Y en el pico exangüe de los pardales que agonizaban
detrás de las cortinas.
Venía
desde las rastrojeras y besanas por donde ardía aún
la noche de oscuras soledumbres y vacíos, de jinetes
rojo y negro de un nuevo Apocalipsis, de sombras
y promesas de amanecer por esos montes y riberas
de san Juan de la Cruz en Fontiveros, al otro lado
escaso, convexo de un páramo sin ritos
ni fronteras. (Por donde crecieron también, luminosas,
las tubas de fuego y armonías de Tomás Luis de Victoria)
Me traía el viento, herido de clarores y requiebros
de ángeles, las voces de Juan de Yepes
en las tuyas, Teresa: ¿Adónde te escondiste
Amado, y me dejaste con gemido?
Y reclamado, detuve mis pies, dolidos de tiempos
y de ausencias, por si lograba beber de aquella
frágil ánfora y saciaba los gemidos de la herida.
6
Fue allí, lejos de oropeles y de farsas donde
se declararon tus primeras guerras interiores
para dar alcance a la Paloma de tus vuelos.
Donde
estallaron tus primeras ansias de la Luz
que permanecen, verdecidas aún, en ese cofrecillo
de adobe y teja, palomar de Gotarrendura, y nos redimen
de la esbeltez soberbia de los rascacielos de Manhattan
y del espeso esplendor de las catedrales, hechas
torres de Babel de piedra y mármoles donde reina
La Fiera.
Como esa
basílica -¿otra?- que te han de construir, Teresa,
los traficantes, moderna y neoclásica -¡¡moderna!!-,
pero tan antigua como el deseo de encerrar la memoria
dolorida de El Cordero en la estrechez
de los muros y piadosos inciensos para no oír sus gritos.
Capricho
ensoberbecido, como los salvajes
acantos funerarios de los dioses, donde amaestrar
tu voz indócil, que construyó Moradas interiores, vuelos
del espíritu, torrentes incendiados de sueños
para la Reforma: palabras escritas con tu sangre
y trasverberaciones.
Basílica esplendente
edificada sobre los limos llorosos, violentados
de un Tormes trasvestido de lutos y torrenteras de protesta,
usurpado en cantos y fulgores por el crotorar vacío
de los faraónicos embalsamadores de su propia memoria.

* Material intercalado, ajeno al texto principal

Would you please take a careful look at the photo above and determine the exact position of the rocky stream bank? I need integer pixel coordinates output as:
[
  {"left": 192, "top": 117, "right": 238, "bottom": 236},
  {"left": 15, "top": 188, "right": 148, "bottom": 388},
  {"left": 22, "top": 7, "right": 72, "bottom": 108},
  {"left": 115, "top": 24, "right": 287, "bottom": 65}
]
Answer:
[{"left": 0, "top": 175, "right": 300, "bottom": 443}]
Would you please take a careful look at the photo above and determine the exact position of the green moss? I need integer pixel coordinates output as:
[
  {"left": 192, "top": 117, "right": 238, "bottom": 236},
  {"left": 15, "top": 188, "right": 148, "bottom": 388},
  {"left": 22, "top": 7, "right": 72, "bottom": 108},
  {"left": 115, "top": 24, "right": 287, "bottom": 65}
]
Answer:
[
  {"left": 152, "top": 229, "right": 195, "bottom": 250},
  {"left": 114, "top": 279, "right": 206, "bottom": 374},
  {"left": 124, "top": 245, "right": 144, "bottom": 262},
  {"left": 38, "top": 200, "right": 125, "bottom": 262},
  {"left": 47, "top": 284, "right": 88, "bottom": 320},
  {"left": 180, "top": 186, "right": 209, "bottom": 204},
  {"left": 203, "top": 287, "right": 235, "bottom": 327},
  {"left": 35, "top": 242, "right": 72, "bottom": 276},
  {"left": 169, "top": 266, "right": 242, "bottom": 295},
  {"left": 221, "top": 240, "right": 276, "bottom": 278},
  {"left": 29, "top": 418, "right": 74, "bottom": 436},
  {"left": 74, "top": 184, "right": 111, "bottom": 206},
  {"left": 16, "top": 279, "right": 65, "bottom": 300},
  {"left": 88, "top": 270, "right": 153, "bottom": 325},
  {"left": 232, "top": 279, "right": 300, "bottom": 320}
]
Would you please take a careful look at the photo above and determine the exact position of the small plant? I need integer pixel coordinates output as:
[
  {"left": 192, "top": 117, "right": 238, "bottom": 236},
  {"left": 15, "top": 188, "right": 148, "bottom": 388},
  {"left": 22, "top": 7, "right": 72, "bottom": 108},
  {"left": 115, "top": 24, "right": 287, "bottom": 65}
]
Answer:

Un Tormes que acaso llora por la estólida intemperie
de una colonia de lazarillos que mitigan los agrios
bebedizos de la crisis, tan cobardes, al solo abrigo inhóspito,
frío, de los atrios interminados del templo.
8
Sólo en la desnudez desvalida del adobe
y la teja, Gotarrendura, sólo desde la claridad
de tu memoria que allí habita, Teresa, se llegan
a oír los gritos de un Dios que se revela
en la pequeñez de la carne y del barro, en las heridas
de todos los que lloran. Sólo
ahí se oye el rumor de El Viento que hace nuevo
el camino del El Verbo hacia la carne y busca
allí morada para esta larga noche en intemperie.
Atisbo, sí, en la desnudez despojada de las cosas y su ebrio
silencio el parpadeo fugaz de las señales, el eco
rumoroso de unos pies, como de ángel, que acercan
a mis ojos, mi Señora Teresa, la pervivida
llama de tus palabras: …que muero porque no muero.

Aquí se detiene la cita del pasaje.